He was born Aug. 1, 1928, in Mount Carmel, a son of the late Peter and Helen (Rosinski) Koncewicz.

He attended St. Joseph Church Elementary School in Mount Carmel and was a 1946 graduate of Mount Carmel High School.

Bob’s involvement in the anthracite coal industry started in the mid-1940s when he and Ed Helfrick, then high school seniors, began what became a long-term and highly productive partnership. They began with a delivery truck which they used to transport coal to the Philadelphia area. Their families thought they were just working late afternoons and on weekends, but the truth is, they each occasionally invented excuses so they could skip school to devote time to their fledgling business. Bob and Ed continued their affiliation after high school, investing in a dump truck and bulldozer for hauling and loading coal.

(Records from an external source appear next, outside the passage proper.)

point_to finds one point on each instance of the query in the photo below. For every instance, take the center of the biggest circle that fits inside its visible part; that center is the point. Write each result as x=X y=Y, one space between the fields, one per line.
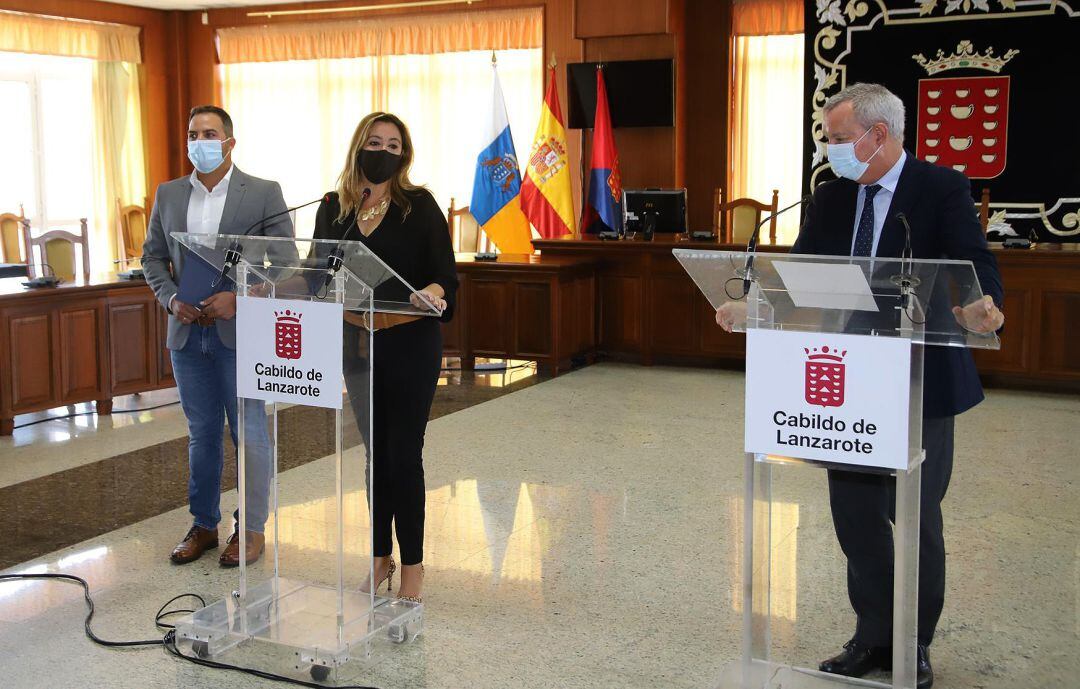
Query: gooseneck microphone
x=752 y=244
x=235 y=248
x=906 y=280
x=337 y=255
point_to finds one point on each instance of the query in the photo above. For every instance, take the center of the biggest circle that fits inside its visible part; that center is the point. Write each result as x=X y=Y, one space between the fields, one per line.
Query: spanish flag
x=498 y=183
x=545 y=194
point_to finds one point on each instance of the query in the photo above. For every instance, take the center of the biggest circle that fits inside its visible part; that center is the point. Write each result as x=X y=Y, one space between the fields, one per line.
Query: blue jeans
x=205 y=373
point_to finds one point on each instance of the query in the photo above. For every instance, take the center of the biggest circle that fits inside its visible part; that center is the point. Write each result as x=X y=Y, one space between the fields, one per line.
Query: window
x=767 y=124
x=48 y=120
x=294 y=120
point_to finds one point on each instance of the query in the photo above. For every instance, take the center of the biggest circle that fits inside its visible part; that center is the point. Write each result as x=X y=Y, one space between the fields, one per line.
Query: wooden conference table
x=626 y=300
x=650 y=312
x=78 y=342
x=14 y=270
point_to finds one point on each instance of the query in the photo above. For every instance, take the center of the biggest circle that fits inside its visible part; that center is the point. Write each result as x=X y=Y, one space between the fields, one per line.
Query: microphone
x=905 y=280
x=337 y=255
x=752 y=244
x=235 y=250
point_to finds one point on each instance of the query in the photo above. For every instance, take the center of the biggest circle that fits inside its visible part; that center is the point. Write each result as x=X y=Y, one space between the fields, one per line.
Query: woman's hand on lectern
x=980 y=316
x=731 y=314
x=432 y=295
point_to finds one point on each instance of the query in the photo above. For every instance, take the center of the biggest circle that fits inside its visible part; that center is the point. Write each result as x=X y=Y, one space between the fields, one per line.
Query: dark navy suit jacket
x=939 y=206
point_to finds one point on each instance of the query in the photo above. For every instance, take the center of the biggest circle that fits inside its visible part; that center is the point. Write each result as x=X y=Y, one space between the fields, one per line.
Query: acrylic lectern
x=834 y=379
x=307 y=606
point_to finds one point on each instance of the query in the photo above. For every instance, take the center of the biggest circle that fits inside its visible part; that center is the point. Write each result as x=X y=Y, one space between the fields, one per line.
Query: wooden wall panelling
x=80 y=347
x=490 y=324
x=532 y=337
x=133 y=343
x=30 y=342
x=604 y=17
x=1015 y=353
x=1060 y=345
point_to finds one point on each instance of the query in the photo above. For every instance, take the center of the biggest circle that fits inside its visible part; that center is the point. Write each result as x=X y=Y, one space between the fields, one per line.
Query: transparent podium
x=832 y=341
x=305 y=606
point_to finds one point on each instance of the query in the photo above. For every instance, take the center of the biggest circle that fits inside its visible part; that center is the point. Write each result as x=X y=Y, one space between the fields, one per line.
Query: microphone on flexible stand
x=752 y=244
x=337 y=255
x=234 y=251
x=906 y=281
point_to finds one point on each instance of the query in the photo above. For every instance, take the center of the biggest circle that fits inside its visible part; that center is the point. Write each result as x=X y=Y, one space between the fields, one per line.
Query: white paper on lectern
x=826 y=285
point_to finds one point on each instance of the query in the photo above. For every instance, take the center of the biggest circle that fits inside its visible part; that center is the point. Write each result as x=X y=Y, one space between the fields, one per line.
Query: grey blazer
x=248 y=200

In 1954, when the local coal industry experienced a serious economic downturn, Bob and his partner ventured to French Guyana in South America to dredge for gold in the Boulanger River. They learned about this opportunity through a newspaper advertisement placed by a company in Washington, D.C., that was looking for a reputable firm that could do excavation. Five or six local residents accompanied them to work in extremely harsh conditions 50 miles into the interior of the country. Working on the Boulanger, they spent much of their day battling large snakes, and their safety was dependent on them carrying side arms with them at all times. Bob and Ed were in South America about three years, and although they earned very little from the work, the learning experience was invaluable to them in charting their business careers.

When they returned to the area in 1957, the partners did ground excavation work at the site that became the Selinsgrove School. They were also involved in a coal stripping business in Centralia, and around the late 1950s, they officially incorporated their business as Kerris and Helfrick Inc.

In 1966, Kerris and Helfrick purchased the Glen Burn Colliery from Susquehanna Coal Co. In 1969, they acquired the International Truck dealership to form Norco Truck and Diesel. They later started Bear Gap Stone, a quarry, in 1968. In the 1960s, they also purchased the former Sayre property, near Mount Carmel, from Jack Cullen and Jack Lynott.

Over the years, the Kerris and Helfrick firm was involved in projects to extinguish mine fires at the east end of Mount Carmel and in Kulpmont, Forestville and Summit Hill, and in a drilling project to locate a mine fire at Coal Run.

Bob retired from the coal business around 1984. However, the quarry was operated for another 10 years or so. Some of the ground previously used for Bob’s coal operation was transformed into the housing development known as Den-Mar Gardens, and was also developed as the sites for Northwestern Academy, Walmart and Reinhart Foodservice.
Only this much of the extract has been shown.